La justice et le président de la République

Par Daniel Soulez Larivière le 02 Février 2018

De Gaulle fâcha en déclarant que l’autorité de l’État était confiée toute entière au président, qu’il n’en existait aucune autre « ni ministérielle, ni civile, ni militaire, ni judiciaire qui ne soit conférée et maintenue par lui ». Avec cette vision monarchique et l’aide de Michel Debré, il restaura l’autorité judiciaire, transforma les carrières, réforma les procédures civiles et pénales et créa l’embryon de l’École nationale de la magistrature.

Georges Pompidou ne dit rien et ne fit rien.

Valéry Giscard d’Estaing, lors de la visite d’une prison en effervescence, serrant la main d’un détenu, fit un geste symbolique fertile, mieux qu’une bonne parole. Et il transforma le Conseil constitutionnel en cet embryon de Cour constitutionnelle qui s’épanouit aujourd’hui.

François Mitterrand n’aimait pas les juges et parla peu de la justice mais nomma un garde des Sceaux emblématique, Robert Badinter, qui supprima la peine de mort, les juridictions d’exception et permit l’intégration de la France dans le concert de la Cour européenne des droits de l’homme (CEDH). Celui qui choisit Robert Badinter le laissa parler de ce qu’il n’aimait pas et devenir le ministre de la justice le plus iconique de la Ve République.

Jacques Chirac en parla peu et ne réussit rien.

Nicolas Sarkozy eut la maladresse de traiter les juges de « petits pois » mais le courage de faire la grande réforme de la question prioritaire de constitutionnalité (QPC), un instrument révolutionnaire pour faire progresser la hiérarchie des normes en France et améliorer les procédures civile et pénale. Il réforma également le Conseil supérieur de la magistrature en 2008, qui ouvrit la magistrature sur l’extérieur au sein d’une institution à l’autorité et à la légitimité renforcées grâce à une majorité de membres non magistrats. Il essaya de supprimer le juge d’instruction mais il s’y cassa les dents.

Et François Hollande n’a rien dit ni rien fait.

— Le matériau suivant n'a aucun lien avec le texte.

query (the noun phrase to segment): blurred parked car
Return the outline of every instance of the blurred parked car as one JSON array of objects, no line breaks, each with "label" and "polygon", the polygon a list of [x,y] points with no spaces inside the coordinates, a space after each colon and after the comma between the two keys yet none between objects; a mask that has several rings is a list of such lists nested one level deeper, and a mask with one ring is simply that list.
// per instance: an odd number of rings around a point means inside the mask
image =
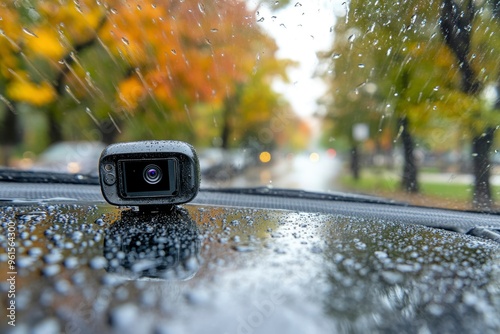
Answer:
[{"label": "blurred parked car", "polygon": [[50,146],[33,165],[34,170],[97,174],[98,161],[106,147],[101,142],[61,142]]},{"label": "blurred parked car", "polygon": [[250,150],[229,150],[211,148],[199,154],[202,176],[208,180],[227,180],[258,161],[256,153]]}]

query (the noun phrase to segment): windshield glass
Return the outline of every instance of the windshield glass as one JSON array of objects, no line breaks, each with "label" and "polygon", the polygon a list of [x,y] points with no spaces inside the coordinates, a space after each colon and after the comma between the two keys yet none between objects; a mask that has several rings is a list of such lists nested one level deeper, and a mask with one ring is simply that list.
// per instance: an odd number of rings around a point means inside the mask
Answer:
[{"label": "windshield glass", "polygon": [[202,188],[500,210],[500,1],[0,1],[0,165],[181,140]]}]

Emmanuel Macron n’a encore rien fait mais il a déjà beaucoup dit. Son discours du 15 janvier 2018 devant la Cour de cassation est pour la première fois celui d’un président qui manie avec beaucoup de subtilité et de pertinence des concepts sur lesquels on disserte davantage à l’Institut des hautes études de la justice qu’aux rentrées solennelles des cours et tribunaux.

Écoutons :

• Le parquet dépend nécessairement du garde des Sceaux, même s’il doit être indépendant. Mais le concept d’indépendance ne doit pas « tout écraser ». Le parquet ne peut pas procéder de lui-même et constituer ce « tiers de confiance » puisqu’il dispose d’un rôle spécifique dans le procès. (Contrairement à ce que répètent à l’envi les syndicats de magistrats,) les arrêts Medvedyev et Moulin ne font que rappeler la spécificité de son rôle. Élégamment dit, cela signifie, comme la CEDH l’exprime, que, le parquet étant une partie, il ne peut incarner l’autorité judiciaire.

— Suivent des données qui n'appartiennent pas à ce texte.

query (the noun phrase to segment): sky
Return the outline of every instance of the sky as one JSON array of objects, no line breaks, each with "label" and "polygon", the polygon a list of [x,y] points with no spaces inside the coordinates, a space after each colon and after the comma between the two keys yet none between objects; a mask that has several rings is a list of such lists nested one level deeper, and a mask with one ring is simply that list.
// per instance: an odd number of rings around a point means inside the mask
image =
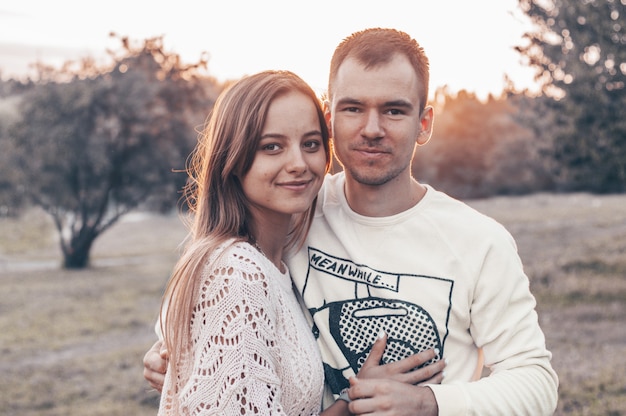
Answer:
[{"label": "sky", "polygon": [[[288,69],[325,91],[335,46],[354,31],[392,27],[414,37],[430,59],[431,93],[447,86],[485,98],[506,74],[534,89],[533,70],[513,49],[532,29],[517,0],[20,0],[0,3],[0,74],[20,78],[29,64],[60,66],[119,50],[110,32],[163,36],[184,62],[209,54],[220,81]],[[32,72],[30,72],[32,74]]]}]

• Le Conseil supérieur de la magistrature est très bien comme cela. Que les magistrats n’aient pas la majorité est un gage d’ouverture sur l’extérieur.

• La Cour de justice de la République doit être supprimée bien que les responsabilités ministérielles ne puissent pas être considérées comme des responsabilités pénales comme les autres.

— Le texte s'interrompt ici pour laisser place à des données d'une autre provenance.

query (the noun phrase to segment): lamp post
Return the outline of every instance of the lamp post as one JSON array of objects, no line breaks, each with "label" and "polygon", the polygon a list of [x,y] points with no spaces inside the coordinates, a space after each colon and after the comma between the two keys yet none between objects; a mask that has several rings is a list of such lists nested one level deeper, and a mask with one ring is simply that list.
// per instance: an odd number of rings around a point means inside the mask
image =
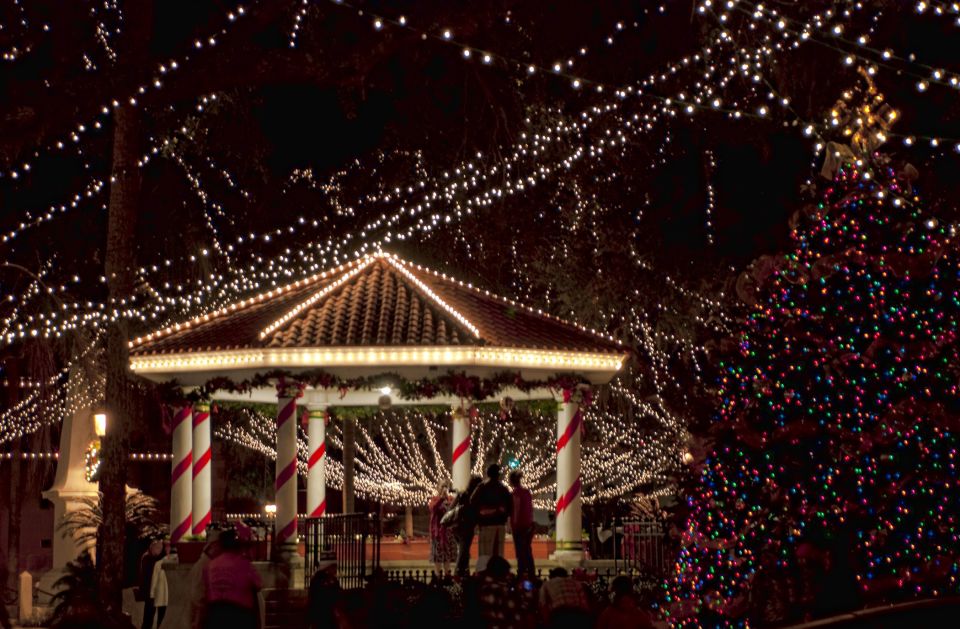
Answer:
[{"label": "lamp post", "polygon": [[[267,519],[266,531],[270,535],[270,542],[267,547],[267,552],[272,554],[273,551],[271,547],[277,542],[277,505],[272,503],[264,505],[263,512],[266,514]],[[273,532],[271,533],[271,531]]]}]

• La Cour de cassation ne peut être un troisième degré de juridiction et, sous-entendu, il faut recaler le centre de gravité de la justice vers la première instance et donc transformer le rôle des cours d’appel.

• Enfin, l’opinion dissidente dans une décision judiciaire pourrait être salutaire puisqu’elle permettrait davantage l’adhésion des citoyens du fait que celui qui a perdu comprendrait mieux qu’il a été entendu.

Le discours du président de la République dans son entier reprend toutes les idées modernes sur l’évolution de notre justice sans être plombé ni par la démagogie ni par les idées reçues, non plus que par les satisfactions corporatistes.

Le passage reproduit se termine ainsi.